Arm shares surge on strong forecast of AI-fueled chip upgrades


Arm surged more than 30% on Wednesday after the British tech company forecast quarterly sales and profit above Wall Street expectations as customers aim to design new chips for artificial intelligence work, generating higher royalties.

The surge in Arm’s stock lifted its market capitalization by about $26 billion. Now trading at $102.11, Arm has doubled from the $51 price set in its September initial public offering.

The company, uniquely, supplies a library of blueprints to chipmaking rivals. Its majority owner SoftBank Group bet in 2016 that Arm could use its dominant position in smartphones, where it sits at the heart of both Apple and Android devices.
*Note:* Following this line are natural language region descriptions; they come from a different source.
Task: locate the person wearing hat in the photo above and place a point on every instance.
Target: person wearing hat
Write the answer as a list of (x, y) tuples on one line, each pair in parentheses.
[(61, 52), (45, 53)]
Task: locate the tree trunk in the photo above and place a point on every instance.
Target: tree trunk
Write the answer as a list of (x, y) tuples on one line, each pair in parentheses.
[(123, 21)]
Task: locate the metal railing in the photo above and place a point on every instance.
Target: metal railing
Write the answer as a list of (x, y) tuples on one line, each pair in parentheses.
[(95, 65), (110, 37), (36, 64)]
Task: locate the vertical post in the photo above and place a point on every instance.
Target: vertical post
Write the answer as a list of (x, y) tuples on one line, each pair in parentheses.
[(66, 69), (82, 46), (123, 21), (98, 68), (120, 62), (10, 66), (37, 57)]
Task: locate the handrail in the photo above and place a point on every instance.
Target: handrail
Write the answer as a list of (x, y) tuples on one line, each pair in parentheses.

“The solid Arm earnings and, even more importantly, their robust forecasts are good signs for both the company and the tech industry overall,” said Bob O’Donnell, president and chief analyst at TECHnalysis Research.

Arm executives said on Wednesday the expansion strategy was starting to pay off, with customers flocking to Arm-based central processors to complement Nvidia’s chips for AI work in data centers, and working on new laptops and smartphones that can handle chatbots and other AI features.

The midpoints of Arm’s fourth-quarter sales and adjusted profit forecasts range of $875 million and 30 cents per share, respectively, beat estimates of $780.3 million and 21 cents per share, according to LSEG data.

It raised its guidance by roughly $100 million because markets such as automotive and AI are going to be strong in the fiscal fourth quarter, finance chief Jason Child told Reuters.

The company expects licensing revenue for chips that power AI in data centers, phones and PCs to be a significant factor.